SRA Annual Report 2024-25: Dredging and silt monitoring

In January 2025, 4 kilometres (2.5 miles) of the River Parrett between Burrowbridge and Northmoor Pumping Station was dredged with a Water Injection Dredging (WID) vessel and an excavator mounted on a floating platform in the river.

These watercraft and their crews worked together to remove around 23,655 cubic metres of silt and dense vegetation from the banks of the river (enough to cover all 5.83 acres of Somerset Cricket Club’s County Ground with a 1-metre depth of silt).

An excavator mounted on a floating platform in the River Parrett.

This innovative combination of activities was organised for the SRA by the Parrett Internal Drainage Board (IDB), working with SRA partners and contractors Van Oord and WM Longreach, following on from a successful trial with the same participants in January 2024.

The method developed is that the excavator scoops accumulated sediments and plants from the so-called ‘shoulder’ of the river, then it drops them down into the central part of the channel. Along that channel, the WID vessel uses powerful jets of water to agitate and disperse the materials placed in its path, so they get washed out on the outgoing tide.

Borr’s water injection bar is raised for visitors from Lincolnshire.
A screen in Borr’s cabin shows the vessel’s relation to the River Parrett’s profile

This combined dredging is done because the Parrett gets vast amounts of sediments coming in from the sea. (The Parrett has the second highest tidal range in the world). Massive quantities of sediments also get washed down through the Parrett’s catchment, which covers nearly half of Somerset (including the River Tone which joins the Parrett near Burrowbridge).

As these sediments gradually get stuck in bankside vegetation, they clot and strengthen, and get harder to erode. This mudding-up reduces the Parrett’s cross-sectional area and its effectiveness as a flood channel evacuating water.
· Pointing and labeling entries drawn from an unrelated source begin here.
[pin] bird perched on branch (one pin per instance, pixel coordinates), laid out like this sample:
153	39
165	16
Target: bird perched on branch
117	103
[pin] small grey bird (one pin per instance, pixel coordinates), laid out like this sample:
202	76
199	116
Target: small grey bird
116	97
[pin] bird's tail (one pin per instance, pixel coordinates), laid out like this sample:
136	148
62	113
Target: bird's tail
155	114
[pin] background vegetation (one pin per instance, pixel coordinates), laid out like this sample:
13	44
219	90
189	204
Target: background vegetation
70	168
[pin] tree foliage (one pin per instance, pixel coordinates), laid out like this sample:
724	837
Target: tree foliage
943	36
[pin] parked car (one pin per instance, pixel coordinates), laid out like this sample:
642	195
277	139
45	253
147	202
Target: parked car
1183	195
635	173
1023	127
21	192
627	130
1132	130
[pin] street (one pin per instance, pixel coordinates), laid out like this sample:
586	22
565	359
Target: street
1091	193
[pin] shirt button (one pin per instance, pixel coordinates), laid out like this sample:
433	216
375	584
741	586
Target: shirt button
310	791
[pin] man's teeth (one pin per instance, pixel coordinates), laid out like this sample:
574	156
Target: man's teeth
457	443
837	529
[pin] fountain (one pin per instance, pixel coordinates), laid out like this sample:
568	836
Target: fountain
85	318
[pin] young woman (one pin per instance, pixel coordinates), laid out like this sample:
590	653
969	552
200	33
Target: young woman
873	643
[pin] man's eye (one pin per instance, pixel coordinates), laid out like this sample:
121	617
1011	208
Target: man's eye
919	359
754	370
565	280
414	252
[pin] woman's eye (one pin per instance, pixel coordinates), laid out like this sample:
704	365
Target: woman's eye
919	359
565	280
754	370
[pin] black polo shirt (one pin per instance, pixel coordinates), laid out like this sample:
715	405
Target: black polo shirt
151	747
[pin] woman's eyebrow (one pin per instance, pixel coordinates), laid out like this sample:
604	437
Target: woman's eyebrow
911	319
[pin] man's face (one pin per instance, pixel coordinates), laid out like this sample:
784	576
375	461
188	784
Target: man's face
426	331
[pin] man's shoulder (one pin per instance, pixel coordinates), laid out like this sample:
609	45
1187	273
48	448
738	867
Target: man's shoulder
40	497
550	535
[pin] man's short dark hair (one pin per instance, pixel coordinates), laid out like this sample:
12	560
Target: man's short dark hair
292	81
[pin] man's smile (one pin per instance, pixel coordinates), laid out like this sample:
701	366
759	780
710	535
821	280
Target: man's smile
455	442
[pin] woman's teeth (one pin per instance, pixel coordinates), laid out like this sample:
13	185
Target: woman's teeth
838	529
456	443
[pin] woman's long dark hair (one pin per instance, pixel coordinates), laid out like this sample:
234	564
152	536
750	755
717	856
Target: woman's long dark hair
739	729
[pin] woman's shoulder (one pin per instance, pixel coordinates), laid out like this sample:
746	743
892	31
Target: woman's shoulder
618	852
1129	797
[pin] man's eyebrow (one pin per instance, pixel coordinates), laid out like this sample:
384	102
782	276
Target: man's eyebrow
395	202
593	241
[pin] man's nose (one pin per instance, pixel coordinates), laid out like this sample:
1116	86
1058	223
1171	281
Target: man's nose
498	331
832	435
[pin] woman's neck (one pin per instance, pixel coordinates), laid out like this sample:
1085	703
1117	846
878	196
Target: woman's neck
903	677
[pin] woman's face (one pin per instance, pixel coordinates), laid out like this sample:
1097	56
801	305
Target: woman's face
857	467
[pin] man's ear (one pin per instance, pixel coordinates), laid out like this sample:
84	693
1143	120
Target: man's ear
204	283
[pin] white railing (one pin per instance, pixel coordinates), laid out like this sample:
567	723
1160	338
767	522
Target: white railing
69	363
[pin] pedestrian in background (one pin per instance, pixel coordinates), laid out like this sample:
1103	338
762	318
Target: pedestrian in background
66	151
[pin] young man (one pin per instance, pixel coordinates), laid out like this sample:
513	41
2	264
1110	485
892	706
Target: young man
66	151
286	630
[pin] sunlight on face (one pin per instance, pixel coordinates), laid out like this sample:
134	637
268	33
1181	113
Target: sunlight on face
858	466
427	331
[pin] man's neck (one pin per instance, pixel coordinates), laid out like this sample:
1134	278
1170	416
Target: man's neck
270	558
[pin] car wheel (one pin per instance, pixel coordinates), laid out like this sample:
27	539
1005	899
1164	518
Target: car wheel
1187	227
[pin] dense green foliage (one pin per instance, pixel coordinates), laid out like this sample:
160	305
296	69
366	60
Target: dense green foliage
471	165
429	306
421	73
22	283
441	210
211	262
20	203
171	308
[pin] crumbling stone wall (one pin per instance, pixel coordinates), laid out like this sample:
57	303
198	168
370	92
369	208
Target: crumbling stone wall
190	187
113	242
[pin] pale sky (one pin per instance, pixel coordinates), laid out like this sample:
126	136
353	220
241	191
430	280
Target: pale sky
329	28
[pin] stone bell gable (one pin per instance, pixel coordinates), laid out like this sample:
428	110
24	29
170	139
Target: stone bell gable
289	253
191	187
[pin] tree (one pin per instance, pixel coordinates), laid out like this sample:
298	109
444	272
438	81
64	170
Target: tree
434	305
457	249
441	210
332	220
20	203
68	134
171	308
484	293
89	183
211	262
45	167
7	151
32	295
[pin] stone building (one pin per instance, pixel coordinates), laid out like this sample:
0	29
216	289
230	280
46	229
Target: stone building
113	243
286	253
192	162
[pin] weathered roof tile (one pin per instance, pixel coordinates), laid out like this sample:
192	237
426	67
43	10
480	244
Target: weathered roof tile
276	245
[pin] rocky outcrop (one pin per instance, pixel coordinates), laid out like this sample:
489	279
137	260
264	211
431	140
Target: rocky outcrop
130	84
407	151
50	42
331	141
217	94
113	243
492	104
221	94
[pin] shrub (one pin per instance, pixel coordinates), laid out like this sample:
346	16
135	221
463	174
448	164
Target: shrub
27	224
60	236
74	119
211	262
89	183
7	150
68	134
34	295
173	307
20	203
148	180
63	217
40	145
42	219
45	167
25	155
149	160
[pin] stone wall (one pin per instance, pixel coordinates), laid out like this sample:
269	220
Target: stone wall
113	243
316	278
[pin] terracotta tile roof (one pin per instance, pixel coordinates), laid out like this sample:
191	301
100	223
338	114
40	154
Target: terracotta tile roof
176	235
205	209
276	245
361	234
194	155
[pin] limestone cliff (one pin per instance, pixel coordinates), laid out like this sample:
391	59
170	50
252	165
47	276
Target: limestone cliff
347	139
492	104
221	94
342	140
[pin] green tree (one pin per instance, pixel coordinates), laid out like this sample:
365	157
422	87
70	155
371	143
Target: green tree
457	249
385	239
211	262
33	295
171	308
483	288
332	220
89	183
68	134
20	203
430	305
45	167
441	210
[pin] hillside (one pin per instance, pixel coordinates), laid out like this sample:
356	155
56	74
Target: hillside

Combined dredging helps to get the river back much closer to the profile that was achieved in the major £6million dredge of 2014. This reduces flood risks for people, properties, roads and land, particularly in the area around Moorland which was so badly hit in 2014.

Dredging is done in combination with a programme of silt monitoring twice a year since 2015. SRA partners have amassed a detailed panoramic picture of how sediments come, go and tend to stick around in the tidal section of the Parrett between Burrowbridge and the M5 bridge. Thus trends can be observed and target areas selected.